Assuming a uniform prior for $\mathbf{u}$, we may neglect the latter term in
the integral, but even with this assumption, the integral is not generally
tractable, as $\mathrm{P}\left( \left\{ f_i \right\} | \sigma_\mathrm{data},
\left\{ \mathbf{x}_i \right\}, \left\{ \mathbf{u}_i \right\} \right)$ may well
be multimodal in form.

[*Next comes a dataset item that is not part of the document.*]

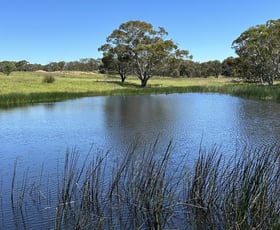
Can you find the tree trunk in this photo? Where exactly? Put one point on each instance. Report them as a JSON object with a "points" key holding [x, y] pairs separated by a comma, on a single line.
{"points": [[144, 82], [123, 77]]}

However, if we neglect such possibilities, and assume
this probability distribution to be approximate a Gaussian \textit{globally},
we can make use of the standard result for an $n_\mathrm{u}$-dimensional Gaussian integral:

\begin{equation}
\idotsint_{-\infty}^{\infty}
\exp \left(
\frac{1}{2}\mathbf{u}^\mathbf{T} \mathbf{A} \mathbf{u}
\right) \,\mathrm{d}^{n_\mathrm{u}}\mathbf{u}
=
\frac{
(2\pi)^{n_\mathrm{u}/2}
}{
\sqrt{\mathrm{Det}\left(-\mathbf{A}\right)}
}
\end{equation}

\noindent We may thus approximate Equation~(\ref{eqa:p_f_given_sigma}) as:

\begin{eqnarray}
\mathrm{P}\left( \left\{ f_i \right\} | \sigma_\mathrm{data}, \left\{ \mathbf{x}_i \right\} \right)
& \approx &
\mathrm{P}\left( \left\{ f_i \right\} | \sigma_\mathrm{data}, \left\{ \mathbf{x}_i \right\}, \mathbf{u}^0 \right)
\times \\
& &
\mathrm{P}\left( \mathbf{u}^0 | \sigma_\mathrm{data}, \left\{ \mathbf{x}_i, f_i \right\} \right)
\frac{
(2\pi)^{n_\mathrm{u}/2}
}{
\sqrt{\mathrm{Det}\left(-\mathbf{A}\right)}
}
\nonumber
\end{eqnarray}

As in Section~\ref{sec:bayes_pdf}, it is numerically easier to maximise this
quantity via its logarithm, which we denote $L_2$, and can write as:

\begin{eqnarray}
L_2 & = &
\sum_{i=0}^{n_\mathrm{d}-1}
\left(
\frac{
-\left[f_i - f_{\mathbf{u}^0}(\mathbf{x}_i)\right]^2
}{
2\sigma_\mathrm{data}^2
}
- \log_e \left(2\pi\sqrt{\sigma_\mathrm{data}} \right)
\right) +
\\ & & \nonumber
\log_e \left(
\frac{
(2\pi)^{n_\mathrm{u}/2}
}{
\sqrt{\mathrm{Det}\left(-\mathbf{A}\right)}
}
\right)
\end{eqnarray}

This quantity is maximised numerically, a process simplified by the fact that
$\mathbf{u}^0$ is independent of $\sigma_\mathrm{data}$.